「…は、ぼ…みち…ひと…く…す…」


 …ん…?みちみや先輩…?


 1階のお店から話し声が聞こえて目が覚めた。


「あ…あな…ち…かれ…の?」


 お母さんの声だ。お母さんと道宮先輩が話してる。


 チラリと時計を見ると、夜の8時30分ぐらいだった。

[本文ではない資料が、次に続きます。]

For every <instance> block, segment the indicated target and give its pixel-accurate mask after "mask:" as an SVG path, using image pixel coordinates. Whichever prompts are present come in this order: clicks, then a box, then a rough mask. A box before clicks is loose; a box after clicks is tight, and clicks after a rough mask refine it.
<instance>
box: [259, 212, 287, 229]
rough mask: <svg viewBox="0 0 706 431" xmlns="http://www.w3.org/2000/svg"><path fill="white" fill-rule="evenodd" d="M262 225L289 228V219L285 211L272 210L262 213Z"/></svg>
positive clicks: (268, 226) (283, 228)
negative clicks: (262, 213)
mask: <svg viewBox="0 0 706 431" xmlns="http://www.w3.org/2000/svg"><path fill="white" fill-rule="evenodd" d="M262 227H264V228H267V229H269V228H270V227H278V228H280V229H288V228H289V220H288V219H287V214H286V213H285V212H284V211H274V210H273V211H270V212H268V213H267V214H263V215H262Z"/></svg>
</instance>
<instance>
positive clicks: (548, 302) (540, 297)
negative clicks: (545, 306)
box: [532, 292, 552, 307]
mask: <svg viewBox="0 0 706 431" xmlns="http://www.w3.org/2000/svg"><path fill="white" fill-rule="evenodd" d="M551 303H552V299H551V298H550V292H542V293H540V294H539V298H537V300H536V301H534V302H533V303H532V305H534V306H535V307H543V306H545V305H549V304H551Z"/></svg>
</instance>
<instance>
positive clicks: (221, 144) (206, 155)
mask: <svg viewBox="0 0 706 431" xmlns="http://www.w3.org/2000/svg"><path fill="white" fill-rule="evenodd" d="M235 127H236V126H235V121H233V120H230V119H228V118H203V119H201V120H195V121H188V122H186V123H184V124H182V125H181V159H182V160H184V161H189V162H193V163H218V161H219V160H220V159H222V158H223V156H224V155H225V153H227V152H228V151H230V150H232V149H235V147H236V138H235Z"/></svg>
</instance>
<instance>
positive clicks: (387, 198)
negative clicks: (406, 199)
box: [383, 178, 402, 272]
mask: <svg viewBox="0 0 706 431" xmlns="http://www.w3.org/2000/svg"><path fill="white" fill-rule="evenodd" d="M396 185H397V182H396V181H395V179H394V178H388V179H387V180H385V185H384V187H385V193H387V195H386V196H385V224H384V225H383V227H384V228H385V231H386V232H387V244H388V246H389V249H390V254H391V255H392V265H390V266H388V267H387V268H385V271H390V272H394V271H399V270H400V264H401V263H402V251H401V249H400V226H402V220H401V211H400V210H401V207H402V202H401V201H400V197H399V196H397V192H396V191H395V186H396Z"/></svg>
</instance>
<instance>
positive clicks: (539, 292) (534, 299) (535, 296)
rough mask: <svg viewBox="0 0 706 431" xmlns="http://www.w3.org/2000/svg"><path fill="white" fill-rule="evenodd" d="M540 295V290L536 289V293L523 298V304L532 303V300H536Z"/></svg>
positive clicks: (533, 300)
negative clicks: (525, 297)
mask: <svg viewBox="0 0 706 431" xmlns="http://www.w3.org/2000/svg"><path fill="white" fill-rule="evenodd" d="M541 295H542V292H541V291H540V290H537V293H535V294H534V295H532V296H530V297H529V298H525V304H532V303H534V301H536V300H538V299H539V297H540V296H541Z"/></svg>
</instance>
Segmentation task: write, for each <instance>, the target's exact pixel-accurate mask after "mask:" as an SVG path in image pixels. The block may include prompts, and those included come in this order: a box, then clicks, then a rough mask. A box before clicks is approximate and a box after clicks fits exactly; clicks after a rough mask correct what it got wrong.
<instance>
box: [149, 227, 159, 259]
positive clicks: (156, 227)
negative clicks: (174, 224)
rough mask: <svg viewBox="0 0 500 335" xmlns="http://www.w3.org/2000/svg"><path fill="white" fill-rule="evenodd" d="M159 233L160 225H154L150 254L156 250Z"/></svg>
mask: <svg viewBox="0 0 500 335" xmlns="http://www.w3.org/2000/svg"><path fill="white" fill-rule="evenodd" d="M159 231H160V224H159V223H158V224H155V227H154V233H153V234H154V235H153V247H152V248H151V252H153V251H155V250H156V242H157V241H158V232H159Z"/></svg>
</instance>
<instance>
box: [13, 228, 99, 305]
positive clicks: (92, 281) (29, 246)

喫茶店はもう閉めてる時間。


 …じゃあ、先輩何しに来たんだろう。


 その時、1階から階段を登って上がってくる足音が聞こえた。


 誰か来る!


 私はとっさに布団に潜り、寝たふりをした。


 ドアノブが回される音がして、ドアが開いた。


「…立花?…寝てるのか」
 

 …この声は、先輩…?


 先輩だとわかっても、寝たふりとはバレたくなくて、そのまま続ける。


「今日お前がいなかったから、俺激甘のコーヒーを飲んだんだからな。…お前がいないと俺が困るんだよ」


 そっか、私以外の人は言われた通りに淹れるよね。


「…て、そうじゃなくて。俺はお前がいないと寂しいんだよ。…だから早く治せ」


 と言って、私の頭を優しく撫でた。


 とても優しい撫で方で、ずっと撫でてほしいと思った。


 そして私の部屋から出て行った。


 先輩が、寂しい…?


 その言葉が意外すぎて、私は先輩が消えたドアを見つめたまま動けなかった。